Members of the Social Justice Coalition increased from 13 to 27 one month after its launch, making it the largest coalition of its kind in the upcoming parliamentary elections.
Under the slogan of “25 January-30 June”, the coalition was formed in July 2014, bringing together a range of opposing political figures and diverse movements to engage effectively in Egypt’s political roadmap.
The list includes representatives from three Nasserist parties, the Kefaya Movement, a coalition for individuals with special needs, and other entities that support women, labour, and farmers’ rights.
“We feel very confident about our vision in countering the anti-revolution coalitions,” said Social Justice Coalition Senior Coordinator Gamal Zahran.
The coalition focuses on four main points, according to which it selects its members. Those aspects should tackle social justice, integrated development, freedom and democracy, and national independence, according to a statement released on their official page.

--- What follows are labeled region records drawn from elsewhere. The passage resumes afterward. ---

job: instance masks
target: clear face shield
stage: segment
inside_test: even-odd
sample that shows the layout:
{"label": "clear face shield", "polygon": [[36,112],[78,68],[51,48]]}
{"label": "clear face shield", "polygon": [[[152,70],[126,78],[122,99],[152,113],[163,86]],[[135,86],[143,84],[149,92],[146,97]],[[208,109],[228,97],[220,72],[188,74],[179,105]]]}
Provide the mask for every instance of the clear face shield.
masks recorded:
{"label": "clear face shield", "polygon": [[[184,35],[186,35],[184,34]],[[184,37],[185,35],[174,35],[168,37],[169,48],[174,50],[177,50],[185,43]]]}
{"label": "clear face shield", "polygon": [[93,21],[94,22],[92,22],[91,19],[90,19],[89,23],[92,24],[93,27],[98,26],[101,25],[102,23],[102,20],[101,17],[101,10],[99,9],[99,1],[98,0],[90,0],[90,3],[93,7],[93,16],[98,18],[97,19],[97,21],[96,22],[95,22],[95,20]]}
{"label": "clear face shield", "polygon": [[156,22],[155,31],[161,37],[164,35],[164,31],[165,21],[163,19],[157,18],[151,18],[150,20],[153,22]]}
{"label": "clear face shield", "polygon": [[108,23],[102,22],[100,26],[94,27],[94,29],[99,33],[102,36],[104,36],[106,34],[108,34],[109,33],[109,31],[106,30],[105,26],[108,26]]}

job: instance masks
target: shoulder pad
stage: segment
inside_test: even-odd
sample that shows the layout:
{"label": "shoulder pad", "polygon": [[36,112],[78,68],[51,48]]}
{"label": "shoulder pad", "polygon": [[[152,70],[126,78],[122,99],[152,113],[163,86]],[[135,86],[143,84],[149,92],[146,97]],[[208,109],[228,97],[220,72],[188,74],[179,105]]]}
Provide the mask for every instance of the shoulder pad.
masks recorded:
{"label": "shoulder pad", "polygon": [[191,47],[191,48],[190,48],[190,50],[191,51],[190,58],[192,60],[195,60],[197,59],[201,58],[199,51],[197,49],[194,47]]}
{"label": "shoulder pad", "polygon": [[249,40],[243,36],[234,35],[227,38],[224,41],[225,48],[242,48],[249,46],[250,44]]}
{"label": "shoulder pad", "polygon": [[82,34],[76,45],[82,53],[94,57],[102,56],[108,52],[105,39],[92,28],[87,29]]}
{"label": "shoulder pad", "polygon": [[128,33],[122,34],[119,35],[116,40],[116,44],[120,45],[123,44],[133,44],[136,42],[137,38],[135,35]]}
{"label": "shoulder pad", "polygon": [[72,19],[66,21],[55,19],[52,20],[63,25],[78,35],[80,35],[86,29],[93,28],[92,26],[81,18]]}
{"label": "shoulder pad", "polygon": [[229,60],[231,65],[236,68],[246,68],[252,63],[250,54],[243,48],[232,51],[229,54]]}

Zahran said the coalition aims to gain seats through both the individual electing system and the lists system. He also added that the coalition is an open-hub for all political figures who believe in the goals of the 25 January Revolution.
In January 2014, Egypt’s former interim president Adly Mansour amended the parliamentary elections law, to increase the individual seats up to 74% of parliamentary seats.
Those amendments provoked concerns from multiple political figures, especially among potential women candidates, and other candidates who are based outside Cairo.
Alaa Abou Zaid, political committee member of the Senior Nasserist Conference and member of the Social Justice Coalition, said: “If I elected myself in the closed list, I will be gambling all the seats.”
“We’re calling for a proportional list elections system, in order to ensure a fair representation for all candidates,” he added.
Despite that the Social Justice Coalition includes a large number of Nasserist-affiliated bodies, Al-Karama party and Nasser’s Arab Democratic Party, believed to be one of the most prominent Nasserist parties, are not on the coalition list.
There are another two announced coalitions expected to run in the upcoming parliamentary elections.
Former presidential candidate Amr Moussa called for a civil parties’ coalition in June, including Al-Wafd Party, but he withdrew in August. Following, Al-Wafd Party formed a new alliance including five secular parties.
Meanwhile, head of lawyers syndicate Sameh Ashour, launched a coalition to include the occupational syndicates.